呆気に取られるオレたちの傍らで、ラピスラズリだけが「やはり」と納得したようにつぶやいた。
「バール……あなたは、本当にルルに心を奪われてしまったのですね。女神ティアマトのように」
オレはぎょっとしてラピスラズリを見下ろした。
神の一族なら、知らないものはいない。女神ティアマト――神々の母であり、そして、かつて、ルルの男に恋をした女神。神々を裏切り、ルルを選んだ彼女は、罰としてエリドーの天と地に封じられたという。
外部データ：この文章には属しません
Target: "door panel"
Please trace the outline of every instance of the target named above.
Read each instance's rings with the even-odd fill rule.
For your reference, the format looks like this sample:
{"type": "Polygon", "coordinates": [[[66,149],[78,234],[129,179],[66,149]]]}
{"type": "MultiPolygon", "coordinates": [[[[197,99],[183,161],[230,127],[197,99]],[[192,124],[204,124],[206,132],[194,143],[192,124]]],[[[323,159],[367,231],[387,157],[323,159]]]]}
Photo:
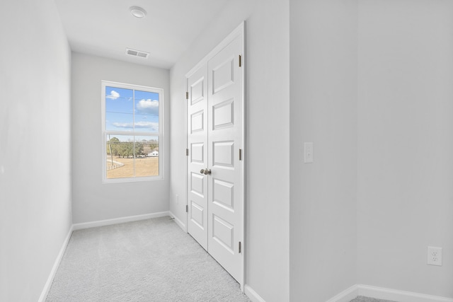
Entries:
{"type": "Polygon", "coordinates": [[[243,35],[230,41],[188,78],[188,231],[242,283],[243,35]]]}
{"type": "Polygon", "coordinates": [[[208,252],[236,280],[242,237],[241,41],[237,37],[207,63],[208,252]]]}
{"type": "Polygon", "coordinates": [[[207,66],[188,79],[188,232],[207,250],[207,66]]]}

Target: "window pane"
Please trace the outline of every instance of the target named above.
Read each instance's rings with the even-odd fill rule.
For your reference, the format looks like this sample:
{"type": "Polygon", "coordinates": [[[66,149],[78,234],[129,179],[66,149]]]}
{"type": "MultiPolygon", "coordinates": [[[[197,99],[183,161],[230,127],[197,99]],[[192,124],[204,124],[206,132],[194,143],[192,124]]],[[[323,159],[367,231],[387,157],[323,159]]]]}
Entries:
{"type": "Polygon", "coordinates": [[[157,93],[135,91],[135,131],[159,132],[159,100],[157,93]]]}
{"type": "Polygon", "coordinates": [[[159,175],[159,137],[135,137],[135,176],[159,175]]]}
{"type": "Polygon", "coordinates": [[[107,131],[134,131],[134,115],[106,112],[105,129],[107,131]]]}
{"type": "Polygon", "coordinates": [[[134,91],[105,87],[105,129],[133,131],[134,91]]]}
{"type": "Polygon", "coordinates": [[[107,134],[107,178],[134,176],[134,138],[129,135],[107,134]]]}

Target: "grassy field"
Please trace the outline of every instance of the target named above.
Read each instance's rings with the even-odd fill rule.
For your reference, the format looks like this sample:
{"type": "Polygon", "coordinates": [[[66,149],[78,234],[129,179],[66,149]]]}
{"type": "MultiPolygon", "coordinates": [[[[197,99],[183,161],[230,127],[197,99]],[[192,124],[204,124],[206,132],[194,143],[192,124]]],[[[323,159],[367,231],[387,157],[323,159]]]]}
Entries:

己の使命を捨て、己の欲望に走ることの愚かしさを教えるため、代々言い伝えられてきた昔話だ。
「使命を捨てた天使に、どんな罰が下ることか……」
悲痛な声で諭すように言うラピスラズリに、バールはフッと達観したように鼻で笑った。
「わたくしが恐れることは、フォックスを失うことだけですわ」
「バール……」憐れむようにシャム猫は鳴いた。
いつのまにか、バールから禍々しい気は消えていた。オレを見据える紅い瞳には落ち着きが戻り、口許に浮かぶ笑みには余裕が見られた。
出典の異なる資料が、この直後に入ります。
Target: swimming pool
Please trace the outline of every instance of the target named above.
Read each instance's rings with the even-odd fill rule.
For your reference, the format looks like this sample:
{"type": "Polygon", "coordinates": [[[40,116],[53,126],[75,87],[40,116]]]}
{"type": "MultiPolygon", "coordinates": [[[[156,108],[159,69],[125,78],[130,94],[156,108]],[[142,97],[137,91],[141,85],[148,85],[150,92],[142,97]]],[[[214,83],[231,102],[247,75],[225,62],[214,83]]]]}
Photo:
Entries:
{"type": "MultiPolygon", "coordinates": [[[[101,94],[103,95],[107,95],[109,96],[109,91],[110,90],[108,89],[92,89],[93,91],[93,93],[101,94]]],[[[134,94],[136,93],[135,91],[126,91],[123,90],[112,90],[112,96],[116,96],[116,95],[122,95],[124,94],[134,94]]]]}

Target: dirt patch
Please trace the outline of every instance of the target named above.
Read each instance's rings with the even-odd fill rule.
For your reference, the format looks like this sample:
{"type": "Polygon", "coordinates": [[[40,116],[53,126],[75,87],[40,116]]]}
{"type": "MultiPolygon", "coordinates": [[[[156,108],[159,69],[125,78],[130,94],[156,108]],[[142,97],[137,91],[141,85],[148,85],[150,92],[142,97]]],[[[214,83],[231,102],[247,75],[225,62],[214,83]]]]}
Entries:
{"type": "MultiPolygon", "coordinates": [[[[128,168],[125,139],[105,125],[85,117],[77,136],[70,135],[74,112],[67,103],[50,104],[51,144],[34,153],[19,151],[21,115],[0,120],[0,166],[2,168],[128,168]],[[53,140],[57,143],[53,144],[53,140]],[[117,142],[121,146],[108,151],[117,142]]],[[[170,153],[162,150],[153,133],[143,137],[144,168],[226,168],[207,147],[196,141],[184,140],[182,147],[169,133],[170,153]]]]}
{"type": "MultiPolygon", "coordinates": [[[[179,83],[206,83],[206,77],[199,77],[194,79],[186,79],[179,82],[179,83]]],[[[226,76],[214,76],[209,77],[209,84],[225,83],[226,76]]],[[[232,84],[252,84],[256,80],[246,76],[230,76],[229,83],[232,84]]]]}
「さて……無駄話はここまでにしましょう。マルドゥク、あなた様の客人も待ちくたびれてしまいますわ」
マルドゥクの王として、バールにもっと事情を聞きたいところだけど……確かに、のんびりおしゃべりしている場合でもないか。バールも、これ以上話す気はなさそうだし。
それに……。
「オレの客人?」
「ええ」とバールは舌なめずりでもするかのように、うっとりと笑んだ。「お美しいお嬢様ですわ」
お嬢様……って、女? 誰だ?
「兄さん以外にも誰かいるの?」
ユリィの問いに、バールは「そうですわねぇ」とわざとらしく悩ましげに眉根を寄せた。
「マルドゥクの聖女様……とでもお呼びしたらよいかしら?」
「!?」
ぞっと凍り付くような寒気が背筋を襲った。
「マルドゥクの……聖女?」
ケットが震える声で聞き返すと、「そう」とバールは悦に入ったように目を細めた。
「ナンシェ・アブキール様――ご存知ですよね、マルドゥクの王?」
ざあっとビルの合間を潮風が竜巻でも起こさん勢いで吹き抜けていった。